I think it's could be like TTI->getRegisterClassForType(F.getType(), true) above

But above, F.getType() gives back the right scalar type because F is the LSR::Formula. Here F in the function, right? I don't think it makes sense to ask for the register class of the function type.

Yes. And above case would return nullptr, so we need care about this situation. And here we can left type to be nullptr as default value argument.

I suppose that this makes sense if we assume that TTI->getRegisterClassForType is called only on legal types? I'm a bit worried here because, at the IR level, all types are supported and should be legalized into *some* register class. We should better document the expected behavior here one way or the other.

If I am not misunderstanding what you mean, then I think the type should be isSingleValueType. We can document it at the comments in getRegisterClassForType prototype declare.

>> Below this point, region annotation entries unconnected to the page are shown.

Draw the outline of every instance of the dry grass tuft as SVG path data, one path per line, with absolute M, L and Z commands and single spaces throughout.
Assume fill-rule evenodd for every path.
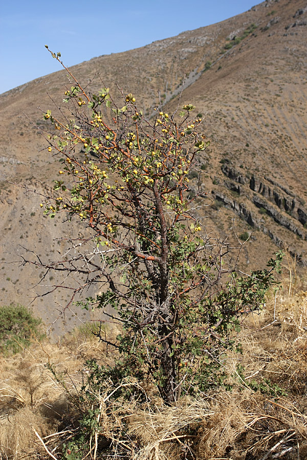
M 50 432 L 48 421 L 30 407 L 20 408 L 0 422 L 0 458 L 32 459 L 37 449 L 33 428 L 41 436 Z
M 91 404 L 97 409 L 99 430 L 84 458 L 307 458 L 307 294 L 288 294 L 287 289 L 282 296 L 273 296 L 260 314 L 245 321 L 238 337 L 243 353 L 230 353 L 225 362 L 232 390 L 212 389 L 202 398 L 183 398 L 169 407 L 152 383 L 141 386 L 129 379 L 122 382 L 129 389 L 125 393 L 128 397 L 111 404 L 111 385 L 96 395 Z M 106 351 L 85 330 L 62 343 L 37 343 L 2 360 L 0 458 L 50 458 L 33 428 L 49 452 L 63 458 L 62 443 L 80 430 L 71 405 L 74 397 L 78 399 L 79 370 L 90 357 L 111 363 L 114 356 Z M 62 373 L 69 401 L 46 362 Z M 136 395 L 141 393 L 145 397 L 140 399 Z

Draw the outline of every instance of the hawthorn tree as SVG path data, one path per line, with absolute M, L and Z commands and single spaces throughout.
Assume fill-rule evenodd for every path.
M 44 113 L 54 128 L 48 150 L 64 159 L 55 196 L 40 205 L 52 218 L 80 221 L 87 236 L 71 238 L 60 260 L 32 263 L 63 273 L 70 303 L 97 284 L 100 293 L 84 305 L 120 323 L 113 344 L 122 363 L 151 376 L 171 404 L 205 387 L 233 344 L 233 329 L 260 308 L 280 256 L 239 277 L 228 243 L 198 217 L 188 176 L 209 142 L 193 105 L 183 105 L 178 118 L 156 108 L 146 120 L 132 94 L 120 91 L 120 103 L 108 88 L 91 94 L 63 66 L 72 114 Z M 85 279 L 74 287 L 77 274 Z

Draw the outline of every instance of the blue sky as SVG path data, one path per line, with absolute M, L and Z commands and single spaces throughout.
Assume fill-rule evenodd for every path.
M 0 7 L 0 94 L 67 65 L 126 51 L 243 13 L 257 0 L 6 0 Z

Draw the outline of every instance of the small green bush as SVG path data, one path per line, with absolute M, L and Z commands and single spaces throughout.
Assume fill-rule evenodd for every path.
M 31 337 L 41 339 L 41 323 L 22 305 L 11 304 L 0 308 L 0 354 L 18 353 L 30 345 Z

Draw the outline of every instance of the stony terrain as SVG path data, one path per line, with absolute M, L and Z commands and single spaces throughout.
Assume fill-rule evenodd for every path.
M 207 216 L 222 235 L 234 226 L 238 236 L 250 236 L 243 249 L 245 268 L 263 266 L 281 246 L 297 258 L 303 270 L 306 43 L 306 0 L 266 0 L 222 22 L 96 57 L 71 70 L 83 84 L 91 80 L 92 90 L 103 82 L 135 94 L 148 117 L 159 97 L 169 112 L 179 103 L 196 105 L 211 141 L 210 151 L 200 159 L 204 166 L 190 180 L 195 193 L 199 183 L 199 213 Z M 60 71 L 0 95 L 2 304 L 27 304 L 34 293 L 52 290 L 57 282 L 47 273 L 42 287 L 33 287 L 42 271 L 23 265 L 26 248 L 43 259 L 56 258 L 64 248 L 57 238 L 82 231 L 44 218 L 39 195 L 29 191 L 48 193 L 56 177 L 59 158 L 47 151 L 41 110 L 61 105 L 65 85 L 70 84 Z M 235 243 L 233 234 L 231 238 Z M 47 324 L 55 319 L 65 301 L 64 293 L 57 293 L 33 303 Z M 80 320 L 90 314 L 84 312 Z M 67 324 L 79 320 L 69 313 Z M 60 334 L 64 320 L 56 325 L 55 333 Z

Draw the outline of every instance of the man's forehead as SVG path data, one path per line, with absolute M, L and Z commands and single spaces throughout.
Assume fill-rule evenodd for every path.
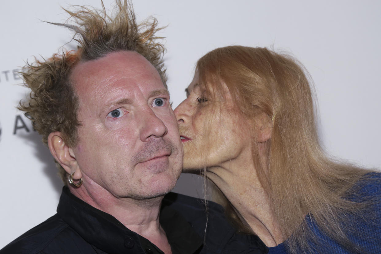
M 122 86 L 149 91 L 165 87 L 156 69 L 134 51 L 114 52 L 80 63 L 73 69 L 70 78 L 75 90 L 80 94 L 105 92 Z

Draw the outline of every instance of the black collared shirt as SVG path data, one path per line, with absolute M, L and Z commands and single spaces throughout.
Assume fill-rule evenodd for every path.
M 223 211 L 218 205 L 210 205 L 204 241 L 206 216 L 202 200 L 174 193 L 166 195 L 159 220 L 172 253 L 265 253 L 266 246 L 257 237 L 235 234 Z M 74 196 L 66 187 L 56 214 L 0 250 L 0 254 L 163 253 L 111 215 Z

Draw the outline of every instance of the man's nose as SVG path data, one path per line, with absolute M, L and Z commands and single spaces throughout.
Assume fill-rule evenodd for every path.
M 140 139 L 146 141 L 151 137 L 163 137 L 168 132 L 166 126 L 162 119 L 158 117 L 150 108 L 147 108 L 141 112 L 139 121 L 141 124 Z
M 186 100 L 182 101 L 173 111 L 178 124 L 187 123 L 189 120 L 189 112 L 191 110 L 189 107 L 187 106 Z

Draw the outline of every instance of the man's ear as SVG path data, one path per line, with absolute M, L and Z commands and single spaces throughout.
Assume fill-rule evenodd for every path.
M 255 116 L 254 122 L 258 142 L 266 142 L 271 138 L 272 121 L 268 115 L 265 113 L 260 113 Z
M 80 179 L 82 177 L 73 149 L 65 143 L 61 132 L 55 131 L 49 134 L 48 136 L 48 145 L 53 157 L 68 174 L 70 174 L 75 172 L 74 179 Z

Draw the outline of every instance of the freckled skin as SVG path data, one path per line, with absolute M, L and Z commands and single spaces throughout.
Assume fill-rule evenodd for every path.
M 203 91 L 197 85 L 198 78 L 196 72 L 187 88 L 188 96 L 174 110 L 180 135 L 190 139 L 183 143 L 185 172 L 219 166 L 241 156 L 244 150 L 251 150 L 250 139 L 245 136 L 248 127 L 233 109 L 227 87 L 221 107 L 207 102 L 200 107 L 197 99 Z
M 80 63 L 70 78 L 81 124 L 73 150 L 88 192 L 141 199 L 173 189 L 182 145 L 169 94 L 154 66 L 136 52 L 122 51 Z M 153 91 L 160 92 L 152 96 Z M 158 98 L 162 106 L 153 103 Z M 110 117 L 119 109 L 120 117 Z

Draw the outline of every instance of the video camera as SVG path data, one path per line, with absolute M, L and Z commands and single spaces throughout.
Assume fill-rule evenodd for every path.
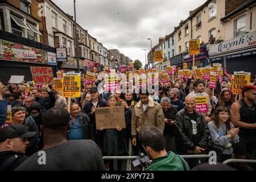
M 147 167 L 149 166 L 148 160 L 150 160 L 150 157 L 148 155 L 146 155 L 144 153 L 141 152 L 131 163 L 134 167 L 138 166 Z

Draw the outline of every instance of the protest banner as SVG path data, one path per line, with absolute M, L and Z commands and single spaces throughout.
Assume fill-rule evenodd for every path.
M 30 67 L 30 71 L 36 84 L 54 84 L 51 67 Z
M 203 79 L 204 80 L 210 80 L 211 70 L 212 70 L 212 67 L 210 67 L 210 66 L 205 67 L 205 70 L 204 71 L 204 76 L 203 76 Z
M 7 105 L 7 118 L 3 125 L 0 127 L 0 131 L 1 131 L 3 128 L 13 125 L 13 119 L 11 117 L 11 105 Z
M 196 75 L 199 79 L 203 79 L 203 69 L 202 68 L 197 68 L 196 69 Z
M 167 74 L 163 73 L 162 75 L 162 82 L 164 84 L 168 83 L 169 82 L 169 80 L 168 79 L 168 77 L 169 76 Z
M 189 69 L 184 69 L 184 78 L 185 79 L 188 78 L 191 74 L 191 72 Z
M 163 51 L 161 50 L 155 50 L 155 62 L 163 61 Z
M 126 66 L 125 65 L 120 66 L 120 70 L 121 73 L 125 73 L 126 71 Z
M 110 92 L 118 90 L 118 78 L 114 73 L 106 75 L 105 77 L 106 92 Z
M 12 75 L 10 80 L 10 84 L 21 84 L 24 81 L 24 76 Z
M 199 55 L 200 53 L 200 40 L 191 39 L 188 42 L 188 54 Z
M 125 129 L 123 106 L 97 107 L 95 110 L 96 129 L 115 129 L 117 126 Z
M 210 72 L 210 84 L 209 85 L 210 89 L 216 88 L 216 75 L 217 73 L 216 72 Z
M 172 67 L 171 66 L 167 66 L 166 67 L 166 72 L 168 75 L 171 75 L 172 72 Z
M 247 85 L 250 85 L 250 78 L 251 73 L 247 72 L 234 72 L 233 78 L 232 89 L 233 93 L 235 94 L 241 94 L 241 89 Z
M 183 69 L 180 69 L 178 71 L 178 73 L 180 78 L 184 78 L 184 71 Z
M 54 85 L 55 86 L 55 91 L 63 92 L 63 80 L 62 78 L 54 78 Z
M 63 97 L 80 97 L 81 77 L 80 73 L 63 73 Z
M 196 99 L 196 110 L 201 113 L 208 112 L 208 106 L 207 105 L 207 97 L 203 94 L 196 94 L 195 98 Z
M 85 76 L 85 83 L 93 85 L 94 82 L 94 73 L 87 72 Z

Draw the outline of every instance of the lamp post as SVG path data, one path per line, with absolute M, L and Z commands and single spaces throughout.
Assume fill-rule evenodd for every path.
M 143 49 L 143 51 L 145 51 L 145 66 L 147 64 L 147 58 L 146 57 L 146 49 Z
M 152 42 L 151 42 L 151 38 L 147 38 L 147 40 L 150 40 L 150 62 L 152 63 L 153 62 L 153 59 L 152 57 Z
M 74 11 L 75 11 L 75 31 L 76 34 L 76 62 L 77 64 L 77 72 L 80 73 L 80 69 L 79 68 L 79 50 L 78 47 L 78 35 L 76 24 L 76 0 L 74 0 Z

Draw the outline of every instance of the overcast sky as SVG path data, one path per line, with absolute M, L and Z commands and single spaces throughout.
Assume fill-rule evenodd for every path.
M 74 15 L 72 0 L 52 0 Z M 172 32 L 189 11 L 206 0 L 76 0 L 77 22 L 106 48 L 145 63 L 145 49 Z

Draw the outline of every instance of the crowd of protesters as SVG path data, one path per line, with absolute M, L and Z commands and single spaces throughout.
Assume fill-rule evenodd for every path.
M 114 169 L 114 161 L 103 160 L 102 156 L 129 155 L 129 143 L 132 154 L 143 152 L 153 159 L 157 159 L 158 148 L 168 156 L 214 151 L 221 162 L 254 158 L 256 86 L 253 83 L 243 87 L 242 98 L 236 101 L 226 88 L 213 93 L 193 72 L 185 80 L 170 76 L 167 83 L 160 81 L 154 85 L 158 91 L 151 93 L 143 92 L 142 88 L 136 93 L 134 79 L 123 81 L 119 78 L 118 81 L 119 90 L 112 93 L 102 91 L 104 78 L 94 84 L 82 84 L 81 97 L 71 99 L 69 112 L 67 99 L 61 92 L 55 90 L 54 85 L 28 82 L 30 91 L 26 93 L 26 84 L 0 83 L 0 169 L 121 170 L 122 160 L 117 161 Z M 196 111 L 197 94 L 207 98 L 207 113 Z M 8 126 L 5 123 L 7 105 L 11 105 L 12 118 Z M 96 109 L 117 106 L 124 107 L 126 128 L 97 129 Z M 144 131 L 142 136 L 141 131 Z M 155 138 L 162 133 L 163 138 L 151 140 L 163 144 L 148 142 L 145 131 L 155 131 L 151 134 Z M 36 163 L 40 150 L 49 156 L 48 166 Z M 15 155 L 18 157 L 14 158 Z M 177 155 L 175 159 L 176 162 L 180 161 Z M 185 160 L 181 162 L 185 163 L 184 168 L 188 169 Z M 189 159 L 187 162 L 192 168 L 204 160 Z M 168 170 L 168 165 L 158 168 Z M 183 168 L 181 163 L 179 165 L 176 169 Z M 249 167 L 242 164 L 236 167 Z

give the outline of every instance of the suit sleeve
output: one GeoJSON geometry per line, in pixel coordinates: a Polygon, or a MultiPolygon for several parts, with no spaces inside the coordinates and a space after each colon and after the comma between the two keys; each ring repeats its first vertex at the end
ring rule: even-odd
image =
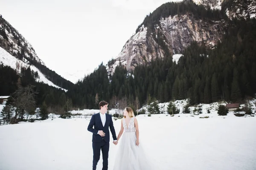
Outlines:
{"type": "Polygon", "coordinates": [[[109,124],[109,128],[110,128],[110,131],[112,134],[112,137],[113,137],[113,140],[116,140],[116,131],[115,131],[115,128],[113,125],[113,121],[112,119],[112,116],[110,115],[110,124],[109,124]]]}
{"type": "Polygon", "coordinates": [[[94,115],[93,115],[92,116],[90,123],[89,123],[88,128],[87,128],[87,130],[88,131],[91,132],[93,134],[97,135],[99,130],[93,128],[94,125],[95,125],[95,119],[94,119],[94,115]]]}

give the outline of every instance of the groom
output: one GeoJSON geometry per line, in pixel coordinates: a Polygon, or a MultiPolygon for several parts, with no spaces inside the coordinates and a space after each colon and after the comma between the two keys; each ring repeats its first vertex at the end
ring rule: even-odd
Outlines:
{"type": "Polygon", "coordinates": [[[93,134],[93,170],[96,170],[97,164],[99,160],[100,150],[102,152],[103,160],[102,170],[107,170],[108,164],[108,150],[109,150],[109,130],[112,135],[115,144],[117,144],[115,128],[113,125],[112,116],[106,113],[108,103],[102,101],[99,104],[99,113],[93,115],[87,130],[93,134]],[[93,127],[94,126],[94,128],[93,127]]]}

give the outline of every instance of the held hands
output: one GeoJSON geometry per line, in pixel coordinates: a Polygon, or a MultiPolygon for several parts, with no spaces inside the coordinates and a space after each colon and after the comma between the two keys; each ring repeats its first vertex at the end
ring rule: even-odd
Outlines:
{"type": "Polygon", "coordinates": [[[136,145],[139,146],[139,144],[140,144],[140,142],[138,140],[136,141],[136,145]]]}
{"type": "Polygon", "coordinates": [[[101,136],[105,136],[105,133],[103,132],[102,130],[99,130],[99,134],[101,136]]]}
{"type": "Polygon", "coordinates": [[[118,142],[117,141],[113,141],[113,143],[115,144],[115,145],[116,145],[118,143],[118,142]]]}

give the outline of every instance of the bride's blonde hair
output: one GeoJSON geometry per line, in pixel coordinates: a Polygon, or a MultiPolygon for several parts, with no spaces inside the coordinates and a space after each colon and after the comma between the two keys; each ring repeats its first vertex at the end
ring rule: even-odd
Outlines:
{"type": "MultiPolygon", "coordinates": [[[[130,117],[135,117],[134,115],[134,113],[133,112],[133,110],[131,108],[129,107],[127,107],[125,108],[125,109],[126,109],[126,111],[128,112],[128,115],[130,117]]],[[[125,118],[125,116],[124,116],[124,117],[125,118]]]]}

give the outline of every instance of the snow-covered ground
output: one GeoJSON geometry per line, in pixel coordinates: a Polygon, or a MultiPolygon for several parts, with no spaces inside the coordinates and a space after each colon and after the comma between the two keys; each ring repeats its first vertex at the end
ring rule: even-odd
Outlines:
{"type": "MultiPolygon", "coordinates": [[[[140,144],[157,170],[256,169],[254,117],[197,119],[162,114],[137,117],[140,144]]],[[[89,121],[57,118],[0,126],[0,170],[91,169],[89,121]]],[[[121,119],[113,121],[117,135],[121,119]]],[[[112,141],[109,170],[119,147],[112,141]]],[[[97,169],[102,168],[101,156],[97,169]]]]}

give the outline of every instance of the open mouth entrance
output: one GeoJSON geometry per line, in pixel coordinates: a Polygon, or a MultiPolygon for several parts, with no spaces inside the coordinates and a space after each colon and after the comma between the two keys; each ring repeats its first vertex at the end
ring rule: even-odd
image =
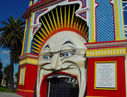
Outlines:
{"type": "Polygon", "coordinates": [[[52,75],[47,77],[47,97],[78,97],[78,81],[68,75],[52,75]]]}

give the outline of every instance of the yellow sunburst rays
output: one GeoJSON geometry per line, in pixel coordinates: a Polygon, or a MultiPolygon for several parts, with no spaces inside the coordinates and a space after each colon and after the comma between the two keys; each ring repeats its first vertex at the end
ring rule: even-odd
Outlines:
{"type": "MultiPolygon", "coordinates": [[[[49,18],[50,24],[51,24],[51,26],[52,26],[52,30],[53,30],[52,32],[54,32],[54,31],[55,31],[55,27],[54,27],[54,25],[53,25],[53,21],[52,21],[50,15],[49,15],[49,13],[48,13],[48,18],[49,18]]],[[[51,33],[52,33],[52,32],[51,32],[51,33]]]]}
{"type": "Polygon", "coordinates": [[[71,18],[71,25],[70,25],[71,28],[73,27],[73,22],[74,22],[74,12],[75,12],[75,5],[73,8],[73,13],[72,13],[72,18],[71,18]]]}
{"type": "Polygon", "coordinates": [[[81,31],[82,23],[83,23],[83,20],[81,20],[81,23],[80,23],[80,26],[79,26],[79,31],[81,31]]]}
{"type": "Polygon", "coordinates": [[[47,25],[48,25],[50,34],[51,34],[51,32],[52,32],[51,26],[49,25],[49,22],[48,22],[47,18],[46,18],[45,16],[44,16],[44,18],[45,18],[45,21],[46,21],[46,23],[47,23],[47,25]]]}
{"type": "Polygon", "coordinates": [[[61,28],[63,28],[63,15],[61,7],[60,7],[60,19],[61,19],[61,28]]]}
{"type": "Polygon", "coordinates": [[[75,29],[75,28],[76,28],[77,18],[78,18],[78,17],[76,17],[76,19],[75,19],[75,21],[74,21],[73,29],[75,29]]]}
{"type": "Polygon", "coordinates": [[[56,8],[56,17],[57,17],[58,28],[60,28],[60,20],[59,20],[59,14],[57,8],[56,8]]]}
{"type": "Polygon", "coordinates": [[[87,33],[86,31],[87,31],[87,26],[85,26],[85,25],[84,25],[84,29],[83,29],[83,31],[82,31],[83,36],[85,36],[85,35],[86,35],[86,33],[87,33]]]}
{"type": "Polygon", "coordinates": [[[40,20],[41,20],[41,23],[43,24],[46,32],[48,33],[48,35],[50,35],[49,29],[47,28],[46,24],[44,23],[44,21],[41,18],[40,18],[40,20]]]}
{"type": "Polygon", "coordinates": [[[51,13],[52,13],[53,21],[54,21],[54,24],[55,24],[55,30],[57,30],[58,28],[57,28],[57,23],[56,23],[54,13],[53,13],[53,11],[51,11],[51,13]]]}
{"type": "Polygon", "coordinates": [[[70,26],[70,6],[69,6],[69,10],[68,10],[68,23],[67,23],[67,27],[69,28],[70,26]]]}

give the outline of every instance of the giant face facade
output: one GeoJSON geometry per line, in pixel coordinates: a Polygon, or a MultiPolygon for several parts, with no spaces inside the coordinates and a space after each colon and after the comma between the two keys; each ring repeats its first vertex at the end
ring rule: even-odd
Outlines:
{"type": "Polygon", "coordinates": [[[84,97],[88,26],[76,16],[80,4],[60,5],[42,15],[32,41],[39,55],[37,97],[84,97]]]}
{"type": "Polygon", "coordinates": [[[72,31],[57,33],[45,43],[39,55],[38,97],[43,95],[45,81],[47,97],[83,97],[86,90],[84,43],[86,40],[72,31]]]}

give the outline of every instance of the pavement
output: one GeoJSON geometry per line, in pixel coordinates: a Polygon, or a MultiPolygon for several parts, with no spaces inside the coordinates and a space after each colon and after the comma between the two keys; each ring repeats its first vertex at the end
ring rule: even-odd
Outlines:
{"type": "Polygon", "coordinates": [[[19,96],[16,93],[0,92],[0,97],[22,97],[22,96],[19,96]]]}

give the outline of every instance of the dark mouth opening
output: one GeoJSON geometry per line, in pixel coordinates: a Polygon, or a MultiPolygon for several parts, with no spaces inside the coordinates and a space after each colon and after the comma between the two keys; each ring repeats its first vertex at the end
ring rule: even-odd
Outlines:
{"type": "Polygon", "coordinates": [[[78,81],[72,76],[55,74],[48,76],[47,82],[47,97],[78,97],[78,81]]]}

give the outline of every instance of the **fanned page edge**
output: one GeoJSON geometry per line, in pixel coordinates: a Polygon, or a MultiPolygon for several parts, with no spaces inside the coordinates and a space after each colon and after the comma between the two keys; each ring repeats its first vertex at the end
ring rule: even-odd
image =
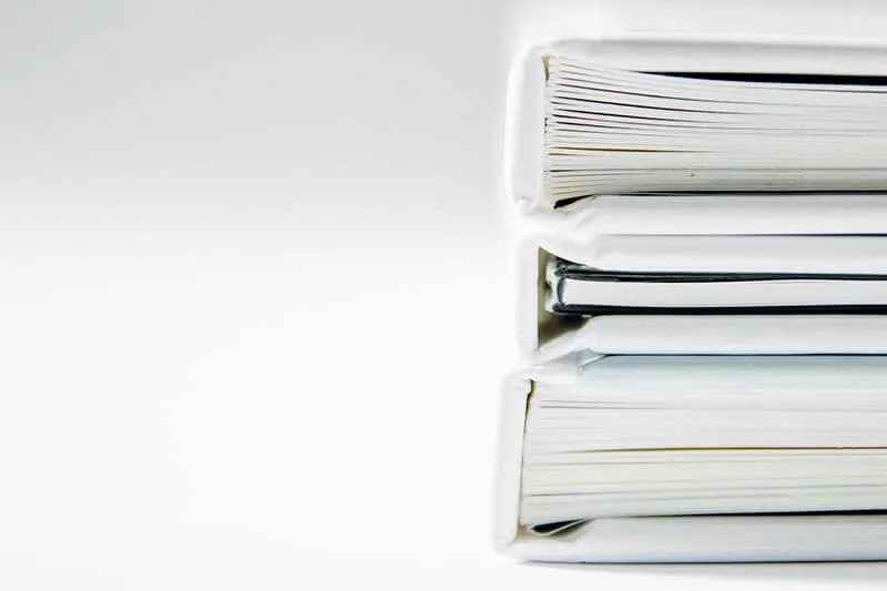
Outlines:
{"type": "Polygon", "coordinates": [[[510,69],[503,143],[506,193],[524,215],[553,210],[543,187],[544,57],[553,52],[650,72],[887,73],[887,44],[875,39],[626,34],[527,47],[510,69]]]}

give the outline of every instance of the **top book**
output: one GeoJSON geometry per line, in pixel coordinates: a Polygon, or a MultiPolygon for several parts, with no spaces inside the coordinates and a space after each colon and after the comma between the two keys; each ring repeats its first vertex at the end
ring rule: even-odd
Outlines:
{"type": "Polygon", "coordinates": [[[554,43],[512,71],[509,188],[524,208],[887,187],[883,48],[619,47],[554,43]]]}

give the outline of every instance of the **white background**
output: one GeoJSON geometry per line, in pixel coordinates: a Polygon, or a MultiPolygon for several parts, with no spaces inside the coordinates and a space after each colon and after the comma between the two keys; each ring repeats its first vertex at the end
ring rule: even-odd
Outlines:
{"type": "Polygon", "coordinates": [[[0,3],[0,587],[884,587],[880,564],[492,556],[504,73],[564,7],[588,34],[883,22],[848,2],[0,3]]]}

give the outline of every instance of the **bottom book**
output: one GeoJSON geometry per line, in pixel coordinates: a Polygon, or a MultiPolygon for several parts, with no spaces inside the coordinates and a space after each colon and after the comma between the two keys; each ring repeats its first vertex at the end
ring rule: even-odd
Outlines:
{"type": "Polygon", "coordinates": [[[887,357],[573,354],[502,409],[512,556],[887,558],[887,357]]]}

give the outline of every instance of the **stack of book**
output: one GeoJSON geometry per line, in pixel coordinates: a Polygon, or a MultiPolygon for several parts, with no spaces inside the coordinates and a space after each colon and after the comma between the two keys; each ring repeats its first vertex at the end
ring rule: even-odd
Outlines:
{"type": "Polygon", "coordinates": [[[887,50],[563,41],[509,92],[499,546],[887,559],[887,50]]]}

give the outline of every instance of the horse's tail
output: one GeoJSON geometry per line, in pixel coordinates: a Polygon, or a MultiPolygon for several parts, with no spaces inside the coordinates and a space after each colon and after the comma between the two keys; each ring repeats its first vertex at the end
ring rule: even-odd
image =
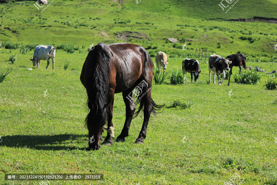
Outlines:
{"type": "Polygon", "coordinates": [[[88,127],[96,124],[103,126],[107,121],[110,58],[106,47],[104,44],[99,43],[90,51],[82,71],[84,67],[85,68],[80,77],[83,79],[88,96],[87,105],[90,110],[86,119],[88,127]]]}
{"type": "MultiPolygon", "coordinates": [[[[139,105],[138,106],[138,110],[135,112],[133,119],[134,118],[138,115],[138,114],[140,112],[140,111],[142,110],[143,108],[143,104],[144,102],[143,102],[143,99],[141,98],[140,99],[139,99],[138,97],[138,100],[137,101],[135,105],[136,105],[137,104],[139,104],[139,105]]],[[[160,113],[160,112],[158,112],[158,111],[160,110],[165,105],[159,105],[156,104],[156,103],[154,102],[154,101],[153,100],[152,97],[151,97],[150,109],[151,110],[151,113],[153,113],[153,114],[154,114],[155,117],[156,117],[157,113],[160,113]]]]}

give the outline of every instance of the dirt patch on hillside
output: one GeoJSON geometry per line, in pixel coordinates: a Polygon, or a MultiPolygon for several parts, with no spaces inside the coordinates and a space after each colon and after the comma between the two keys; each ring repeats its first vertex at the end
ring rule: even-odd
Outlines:
{"type": "Polygon", "coordinates": [[[148,39],[146,34],[141,34],[138,32],[126,31],[121,33],[115,33],[115,39],[125,40],[130,38],[136,39],[148,39]]]}
{"type": "Polygon", "coordinates": [[[242,18],[238,19],[230,19],[228,21],[238,21],[241,22],[252,22],[254,21],[266,21],[271,23],[277,24],[277,18],[268,18],[260,17],[254,17],[252,18],[242,18]]]}
{"type": "Polygon", "coordinates": [[[123,3],[124,3],[124,0],[119,0],[119,4],[120,4],[121,6],[122,7],[122,8],[124,8],[124,5],[123,5],[123,3]]]}
{"type": "Polygon", "coordinates": [[[104,32],[104,31],[101,31],[101,33],[102,33],[102,35],[103,35],[104,36],[106,36],[106,37],[108,37],[109,38],[110,38],[110,36],[109,36],[109,35],[108,35],[106,33],[105,33],[105,32],[104,32]]]}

I agree, but I think that's insufficient. isSingleValueType is true for vector types, and so if we have an architecture with no vector registers, and we call TTI->getRegisterClassForType on a vector type, it would return the class associated with the scalarized type. I think that what you intend to say is something like:

getRegisterClassForType returns the register class associated with the provided type, accounting for type promotion and other type-legalization techniques that the target might apply, however, it specifically does not account for the scalarization or splitting of vector types. Should a vector type require scalarization or splitting into multiple underlying vector registers, that type should be mapped to a register class containing no registers.

In some sense, this seems reasonable, because the interface does not provide any way to figure out *how many* of a particular register in a register class the type might use, and so we can't return a sensible answer in cases where splitting or scalarization is required. It's a bit unfortunate, however, because the same consideration applies to scalar types too (e.g., i256 probably takes up multiple scalar registers). What we really should do, I think, is expand this interface to return, perhaps optionally, the number of registers of the provided class. In the implementation, in such a case, could start by running:

std::pair<int, MVT> LT = TLI->getTypeLegalizationCost(DL, Ty);

and then using the MVT for making the register-class decisions.

However, it does not seem possible to make this change while retaining the current behavior for other targets (because we'd change what happens for illegal types), and thus, I recommend that a comment be added along the lines of my suggestion above, and then we also add this:

// FIXME: It's not currently possible to determine how many registers are used by the provided type.

and we address this aspect later in a different patch.

May the number issue be addressed by such code in LoopVectorize.cpp?

// A lambda that gets the register usage for the given type and VF.
  auto GetRegUsage = [&DL, WidestRegister](Type *Ty, unsigned VF) {
    if (Ty->isTokenTy())
      return 0U;
    unsigned TypeSize = DL.getTypeSizeInBits(Ty->getScalarType());
    return std::max<unsigned>(1, VF * TypeSize / WidestRegister);
  };

And the WidestRegister is from TTI.getRegisterBitWidth which I think should be related with Type*.
Yes, the only one interface TLI->getTypeLegalizationCost would be more consistent and easy to maintain.